NASA sun-watchers have reported that the Sun has released another M-class solar flare, causing a moderate radio blackout on the morning of July 5.
Astronomers have been watching Active Region 1515, a particular sunspot complex on the surface of the Sun, which is currently moving across the Earth-facing side of the Sun. Sunspots are caused by regions of magnetic activity on the surface of the Sun, which are capable of causing eruptions of energy and particles which potentially affect the Earth. Since, July 3, astronomers have watched region 1515 emit 12 M-class flares. The strongest flares are called X-class, while M-class rank second. The NASA release notes that Thursday’s M-class flare was about half as strong as the weakest of the X-class flares.

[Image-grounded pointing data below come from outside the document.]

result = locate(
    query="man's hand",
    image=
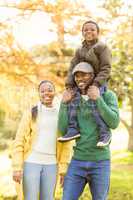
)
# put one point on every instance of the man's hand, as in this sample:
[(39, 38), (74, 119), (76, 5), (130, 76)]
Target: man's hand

July 5’s flare occurred around 7:44 AM EDT, and caused disruption to the layer of charged particles surrounding the Earth, called the ionosphere. High energy X-rays and UV light from the flare can cause continuous changes in the ionosphere, deflecting radio waves as they travel through it. The National Oceanic and Atmospheric Administration (NOAA) classifies radio disruptions on a five-point scale, from R1 to R5, with R5 being the greatest disruption. Thursday’s flare qualified as an R2.
The NASA release notes that the radio disruption has since subsided.
According to the site SpaceWeather.com, solar activity is already at high levels, and NASA researchers continue to keep an eye on region 1515, and estimate an 80 percent chance that the region will produce more flares over the next 24 hours. The NOAA’s Space Weather Prediction Center also predicts geomagnetic activity on July 8 as highly-charged particles from two recent coronal mass ejections reach the Earth; such activity may lead to radio disruption and auroral displays at high latitudes.
Researchers with NASA and other agency’s monitor the Sun with both earth-based instruments and spacecraft such as the Solar Dynamics Observatory, which continuously monitors the Sun for signs of activity.